The Lebanese are the most experienced at overcoming crises. A friend repeated to me the slogans of past “revolutionary” stations. “We have the same chants, with an Iraqi twist of course,” I told him. We are both governed by the same sectarian political division, and are controlled by the same occupying countries. And even our revolutions and most important demonstrations happened at the same time: October 2019.

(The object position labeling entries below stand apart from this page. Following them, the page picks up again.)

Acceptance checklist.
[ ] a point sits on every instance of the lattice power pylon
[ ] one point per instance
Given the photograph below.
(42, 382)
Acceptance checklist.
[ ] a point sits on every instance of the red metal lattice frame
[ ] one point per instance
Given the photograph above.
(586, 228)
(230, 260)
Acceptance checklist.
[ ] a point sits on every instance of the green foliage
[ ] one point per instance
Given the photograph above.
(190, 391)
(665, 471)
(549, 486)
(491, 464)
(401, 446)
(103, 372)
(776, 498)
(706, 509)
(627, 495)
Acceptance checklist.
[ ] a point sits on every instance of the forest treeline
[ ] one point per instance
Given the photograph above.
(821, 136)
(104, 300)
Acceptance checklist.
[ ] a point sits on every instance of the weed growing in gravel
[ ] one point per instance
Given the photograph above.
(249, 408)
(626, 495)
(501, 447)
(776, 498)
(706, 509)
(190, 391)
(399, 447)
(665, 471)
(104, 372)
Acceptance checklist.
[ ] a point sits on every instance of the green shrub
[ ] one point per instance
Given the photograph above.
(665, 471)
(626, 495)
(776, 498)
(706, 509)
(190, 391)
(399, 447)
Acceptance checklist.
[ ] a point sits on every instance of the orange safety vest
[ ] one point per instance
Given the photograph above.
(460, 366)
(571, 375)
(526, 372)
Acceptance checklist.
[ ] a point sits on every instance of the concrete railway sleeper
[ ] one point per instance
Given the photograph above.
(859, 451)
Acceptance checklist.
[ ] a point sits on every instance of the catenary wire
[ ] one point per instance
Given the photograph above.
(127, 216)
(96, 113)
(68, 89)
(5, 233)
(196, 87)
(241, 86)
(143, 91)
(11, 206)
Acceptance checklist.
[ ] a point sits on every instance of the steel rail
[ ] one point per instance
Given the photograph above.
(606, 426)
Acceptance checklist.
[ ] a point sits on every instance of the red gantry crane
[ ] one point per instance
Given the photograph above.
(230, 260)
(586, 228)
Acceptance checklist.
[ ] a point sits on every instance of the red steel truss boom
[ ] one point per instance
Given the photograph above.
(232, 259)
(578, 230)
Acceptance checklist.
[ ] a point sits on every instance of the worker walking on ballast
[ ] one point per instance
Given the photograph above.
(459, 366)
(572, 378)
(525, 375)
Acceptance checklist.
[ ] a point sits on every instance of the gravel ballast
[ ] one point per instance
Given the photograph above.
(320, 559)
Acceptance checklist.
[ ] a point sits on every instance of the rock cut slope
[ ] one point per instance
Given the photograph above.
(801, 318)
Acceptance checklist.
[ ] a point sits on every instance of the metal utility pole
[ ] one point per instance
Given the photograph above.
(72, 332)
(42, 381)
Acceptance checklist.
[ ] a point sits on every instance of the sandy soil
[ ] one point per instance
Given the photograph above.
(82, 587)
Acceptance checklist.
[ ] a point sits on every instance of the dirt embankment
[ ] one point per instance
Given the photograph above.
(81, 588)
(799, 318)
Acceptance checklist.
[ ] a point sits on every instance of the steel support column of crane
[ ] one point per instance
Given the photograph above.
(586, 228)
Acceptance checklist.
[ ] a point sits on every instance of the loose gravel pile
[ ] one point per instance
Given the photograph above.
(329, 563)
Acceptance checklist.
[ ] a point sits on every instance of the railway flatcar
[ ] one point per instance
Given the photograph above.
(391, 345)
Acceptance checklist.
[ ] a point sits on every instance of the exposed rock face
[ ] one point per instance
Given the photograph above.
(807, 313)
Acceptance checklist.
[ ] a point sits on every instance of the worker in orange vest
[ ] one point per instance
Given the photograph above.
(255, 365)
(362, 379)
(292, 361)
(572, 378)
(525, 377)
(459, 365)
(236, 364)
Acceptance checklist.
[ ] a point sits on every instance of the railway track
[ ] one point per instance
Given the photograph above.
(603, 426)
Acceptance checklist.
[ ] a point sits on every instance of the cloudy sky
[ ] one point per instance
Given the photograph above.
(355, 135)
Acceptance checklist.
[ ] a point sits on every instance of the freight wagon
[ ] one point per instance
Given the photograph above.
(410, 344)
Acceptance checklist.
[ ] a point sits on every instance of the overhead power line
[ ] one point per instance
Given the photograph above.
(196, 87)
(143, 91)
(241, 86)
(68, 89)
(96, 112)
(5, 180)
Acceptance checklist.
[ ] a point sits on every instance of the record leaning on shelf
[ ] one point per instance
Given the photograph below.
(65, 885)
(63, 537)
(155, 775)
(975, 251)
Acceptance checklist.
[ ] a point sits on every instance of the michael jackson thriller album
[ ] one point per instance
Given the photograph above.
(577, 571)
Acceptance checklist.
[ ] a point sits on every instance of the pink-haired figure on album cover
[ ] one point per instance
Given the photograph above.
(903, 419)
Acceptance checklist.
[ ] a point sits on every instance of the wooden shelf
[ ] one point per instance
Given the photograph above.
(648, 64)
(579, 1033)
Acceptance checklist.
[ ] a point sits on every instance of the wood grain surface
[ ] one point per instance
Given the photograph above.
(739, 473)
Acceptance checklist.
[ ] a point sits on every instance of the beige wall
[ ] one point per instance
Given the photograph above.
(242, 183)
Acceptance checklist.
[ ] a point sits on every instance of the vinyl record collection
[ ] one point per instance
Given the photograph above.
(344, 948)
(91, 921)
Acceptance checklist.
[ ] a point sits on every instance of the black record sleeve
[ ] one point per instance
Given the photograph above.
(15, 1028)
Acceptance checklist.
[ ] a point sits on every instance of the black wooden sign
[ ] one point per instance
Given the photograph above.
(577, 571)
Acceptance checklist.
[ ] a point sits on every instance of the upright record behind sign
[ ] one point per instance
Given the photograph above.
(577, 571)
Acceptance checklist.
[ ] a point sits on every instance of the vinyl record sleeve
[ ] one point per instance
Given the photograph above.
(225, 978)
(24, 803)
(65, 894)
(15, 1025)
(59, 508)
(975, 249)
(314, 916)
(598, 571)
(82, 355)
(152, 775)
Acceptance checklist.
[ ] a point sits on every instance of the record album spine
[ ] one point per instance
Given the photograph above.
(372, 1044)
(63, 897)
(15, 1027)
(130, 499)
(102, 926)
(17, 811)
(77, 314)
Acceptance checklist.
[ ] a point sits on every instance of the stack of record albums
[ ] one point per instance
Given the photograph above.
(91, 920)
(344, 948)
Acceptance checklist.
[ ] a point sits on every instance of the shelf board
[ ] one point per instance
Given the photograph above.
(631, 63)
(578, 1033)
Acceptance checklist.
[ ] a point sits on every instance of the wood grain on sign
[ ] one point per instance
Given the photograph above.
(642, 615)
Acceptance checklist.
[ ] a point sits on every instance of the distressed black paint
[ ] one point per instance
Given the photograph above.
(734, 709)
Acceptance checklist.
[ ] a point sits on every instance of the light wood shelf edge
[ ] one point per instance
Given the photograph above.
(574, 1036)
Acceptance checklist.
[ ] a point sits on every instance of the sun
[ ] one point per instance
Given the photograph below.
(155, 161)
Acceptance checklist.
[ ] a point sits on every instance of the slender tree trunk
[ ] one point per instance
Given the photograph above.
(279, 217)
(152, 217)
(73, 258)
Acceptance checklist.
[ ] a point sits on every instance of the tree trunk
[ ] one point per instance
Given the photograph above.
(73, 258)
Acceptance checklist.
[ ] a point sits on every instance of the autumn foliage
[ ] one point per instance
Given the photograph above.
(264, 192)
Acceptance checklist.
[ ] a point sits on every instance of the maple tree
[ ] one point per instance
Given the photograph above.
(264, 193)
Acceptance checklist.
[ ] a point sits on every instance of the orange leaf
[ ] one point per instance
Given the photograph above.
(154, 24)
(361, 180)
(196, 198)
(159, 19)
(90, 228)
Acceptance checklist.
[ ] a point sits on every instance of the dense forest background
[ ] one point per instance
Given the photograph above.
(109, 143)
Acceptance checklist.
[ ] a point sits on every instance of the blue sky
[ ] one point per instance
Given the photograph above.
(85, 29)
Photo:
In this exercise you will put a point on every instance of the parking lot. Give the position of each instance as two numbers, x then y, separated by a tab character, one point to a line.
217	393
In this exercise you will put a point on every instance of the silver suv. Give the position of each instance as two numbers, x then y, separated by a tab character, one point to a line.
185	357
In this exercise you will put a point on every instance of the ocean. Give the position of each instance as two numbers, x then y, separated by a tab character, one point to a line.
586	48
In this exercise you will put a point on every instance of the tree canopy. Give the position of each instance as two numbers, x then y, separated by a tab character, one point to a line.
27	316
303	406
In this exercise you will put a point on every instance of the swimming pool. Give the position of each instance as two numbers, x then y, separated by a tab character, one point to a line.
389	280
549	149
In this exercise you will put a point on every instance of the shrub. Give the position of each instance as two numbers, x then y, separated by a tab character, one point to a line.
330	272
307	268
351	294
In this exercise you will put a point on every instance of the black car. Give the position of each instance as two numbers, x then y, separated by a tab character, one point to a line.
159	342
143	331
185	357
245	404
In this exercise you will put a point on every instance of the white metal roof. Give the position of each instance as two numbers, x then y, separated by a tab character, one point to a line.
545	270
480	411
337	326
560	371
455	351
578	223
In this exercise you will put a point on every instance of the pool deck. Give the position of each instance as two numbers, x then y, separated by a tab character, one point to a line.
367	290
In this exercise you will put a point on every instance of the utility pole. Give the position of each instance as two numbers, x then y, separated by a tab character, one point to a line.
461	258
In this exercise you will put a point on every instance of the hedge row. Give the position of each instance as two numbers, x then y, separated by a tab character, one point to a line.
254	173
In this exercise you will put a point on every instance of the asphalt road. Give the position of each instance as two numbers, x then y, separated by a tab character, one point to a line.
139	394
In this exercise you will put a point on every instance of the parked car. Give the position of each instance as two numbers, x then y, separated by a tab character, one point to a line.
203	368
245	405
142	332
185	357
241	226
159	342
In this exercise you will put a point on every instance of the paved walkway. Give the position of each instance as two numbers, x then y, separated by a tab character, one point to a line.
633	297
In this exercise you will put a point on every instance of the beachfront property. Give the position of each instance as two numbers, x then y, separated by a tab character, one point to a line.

I walk in Tahrir Square and hear “From Baghdad to Beirut… One revolution will never die.” Hope grows inside me. I feel a thread of hope extending towards us from an Arab place, as we watch the protesters fall. Demonstrations emerge in Lebanon to support us.

Blossoming trees along a street in downtown Beirut back in March 2023 – Liu Zongya/ZUMA

​What does victory look like?

I don’t want any country to experience war. My feelings toward Beirut are the same as my feelings toward Baghdad. For me, Beirut is like Baghdad. Is it because it faced the same long wars and conflicts that my city faced? Is it because it suffers from the same sectarian parties? I don’t know.

What I have to master is to try — despite my extreme despair — to train my memory to retain the face of Lebanon and its cities and my unique moments where I smelled its air, felt it and touched it with my hand, and to form its images in my eyes as a green strip of cedar trees and mountains that I climbed to see the the green spaces and the sun.

I love Lebanon today more than ever, and I dream of victory.

How can the world see this fire and smoke covering the beauty of Beirut without saying a word? Is there anything more hideous than allowing all this fear to enter people’s hearts and not moving a finger? I ask, how does Fairuz feel now? Is she safe? Is this how she and others — who inspired us — are to be rewarded? Raids, missiles, fear, killing and silence?

I love Lebanon today more than ever, and I dream of victory. What does victory look like for a woman who has lived through three wars? Simply to be safe, to have a home that she is not afraid to leave at any moment, to hold on to even a small part of her dreams.